Никого не пускать… Билетов больше не продавать… Когда его высочество прибудет, ты доложишь, не правда ли? Это все?.. Не забудь о креслах… Впрочем, за этим я сама посмотрю… Пойдемте, Бюрштейн… Оставайся здесь, Кларисса! Если его высочество появится в мое отсутствие, ты должна его, тем временем, принять. Но я сейчас вернусь…

ВОСЬМОЕ ЯВЛЕНИЕ.

Леонора и Бюрштейн быстро уходят вниз по лестнице. Иоган плетется за ними. Кларисса остается одна. Ей лет под тридцать; у нее — простое, спокойное лицо и ровные, уверенные движения. Она садится на диван у стола, берет в руки книгу, затем встает и направляется к боковой двери. Когда она берется за ручку, из двери выскакивает Фридрих, чуть было не столкнувшись с Клариссою; в руках у него пальто и шляпа.

Кларисса.

Фридрих… а я тебя искала… что с тобою?

Фридрих, испуганно озираясь, тихо.

Они ушли?

Кларисса.

Кто? Что с тобою?

Фридрих, бросая шляпу и пальто.

Я собирался еще немного пройтись по улицам. Я задыхаюсь в этом доме.

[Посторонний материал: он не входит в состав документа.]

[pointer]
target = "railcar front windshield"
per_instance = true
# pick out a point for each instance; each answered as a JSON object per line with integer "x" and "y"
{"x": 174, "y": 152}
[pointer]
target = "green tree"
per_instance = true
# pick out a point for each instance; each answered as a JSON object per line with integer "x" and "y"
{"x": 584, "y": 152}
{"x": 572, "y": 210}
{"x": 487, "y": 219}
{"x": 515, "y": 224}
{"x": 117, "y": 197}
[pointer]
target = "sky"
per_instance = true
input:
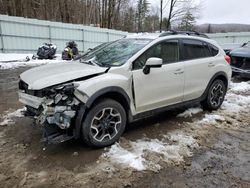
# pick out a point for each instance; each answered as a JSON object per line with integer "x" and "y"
{"x": 220, "y": 11}
{"x": 224, "y": 11}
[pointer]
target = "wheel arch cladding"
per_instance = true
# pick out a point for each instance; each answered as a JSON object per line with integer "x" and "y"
{"x": 219, "y": 75}
{"x": 115, "y": 93}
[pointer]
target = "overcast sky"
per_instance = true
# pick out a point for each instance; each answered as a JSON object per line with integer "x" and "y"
{"x": 220, "y": 11}
{"x": 225, "y": 11}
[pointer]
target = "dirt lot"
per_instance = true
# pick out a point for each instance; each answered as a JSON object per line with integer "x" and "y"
{"x": 201, "y": 149}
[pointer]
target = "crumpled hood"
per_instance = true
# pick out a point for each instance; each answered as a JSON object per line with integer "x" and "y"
{"x": 53, "y": 74}
{"x": 241, "y": 52}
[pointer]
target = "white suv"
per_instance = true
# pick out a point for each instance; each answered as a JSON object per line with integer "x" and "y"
{"x": 123, "y": 81}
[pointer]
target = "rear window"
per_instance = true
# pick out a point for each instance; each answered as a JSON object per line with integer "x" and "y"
{"x": 214, "y": 50}
{"x": 195, "y": 49}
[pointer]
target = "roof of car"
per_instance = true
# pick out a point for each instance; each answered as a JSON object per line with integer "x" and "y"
{"x": 167, "y": 33}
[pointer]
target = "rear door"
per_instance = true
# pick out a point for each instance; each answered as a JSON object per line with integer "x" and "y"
{"x": 196, "y": 56}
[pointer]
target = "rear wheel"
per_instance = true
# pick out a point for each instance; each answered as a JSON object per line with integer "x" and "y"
{"x": 104, "y": 123}
{"x": 215, "y": 96}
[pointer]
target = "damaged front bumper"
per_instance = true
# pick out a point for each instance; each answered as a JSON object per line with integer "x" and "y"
{"x": 56, "y": 115}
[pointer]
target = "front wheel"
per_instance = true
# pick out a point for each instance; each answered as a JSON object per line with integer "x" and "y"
{"x": 104, "y": 123}
{"x": 215, "y": 96}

Я не могу этого больше выносить… Не могу их видеть… слышать…

Кларисса.

Но кого же?.. Я тебя не понимаю…

Фридрих.

Всех… всех этих людей, которые здесь постоянно толкутся… и Бюрштейна, и мать, и весь дом… Я больше не могу, я задыхаюсь! Ты этого не понимаешь, ты ведь не его дочь, и к тому же, ты ушла из дому, живешь собственной жизнью, своим мужем и детьми, носишь другое имя: ты не нагружена мраморной глыбою славы, чужой славы, не тащишь ее вечно на своей спине: ты укрыта, спокойно уходишь в себя и в свой дом. Но я, — я вечно на торжище, под вечным наблюдением; вокруг меня вечные разговоры, восхищение, расспросы… О, если бы мне пригоршню сумрака, уголок молчания, неделю, одну только педелю безвестности, безымянности, ощущения легкости в плечах, легкой жизни, моей собственной, моей подлинной жизни! Кларисса! Я не могу, я не могу это больше выносить…

Кларисса.

Перестань, Фридрих! Ты относишься ко всем этим вещам слишком серьезно. Правда, этот вечер и мне показался довольно таки — как бы это выразиться — довольно тягостным, но ты ведь можешь самого неприятного избегнуть…

Фридрих.

Никогда… ни на секунду!.. Разве я могу сорвать с себя это лицо? Ведь это его лицо. Могу ли я сбросить с себя его имя? Разрушить этот дом — его дом? Нет, я принесен ему в жертву, мне нет спасенья… Никогда не смогу я стать для света чем-то другим, а не сыном Карла-Амадея Франка… Сын… сын… сын!.. Вечный сын, вечное сравнение… вечно копия, слепок, снимок, сколок, последыш… Никогда не я сам… всегда он меня заслоняет… каждый мой шаг — его тень, каждое мое слово — его эхо… Я не могу вырваться из его славы… И все сильнее они меня обтесывают и обтачивают, чтобы я стал похож на него… Я — похож на моего отца!.. Разве что, как обезьяна похожа на человека…

Кларисса.

Но твой отец…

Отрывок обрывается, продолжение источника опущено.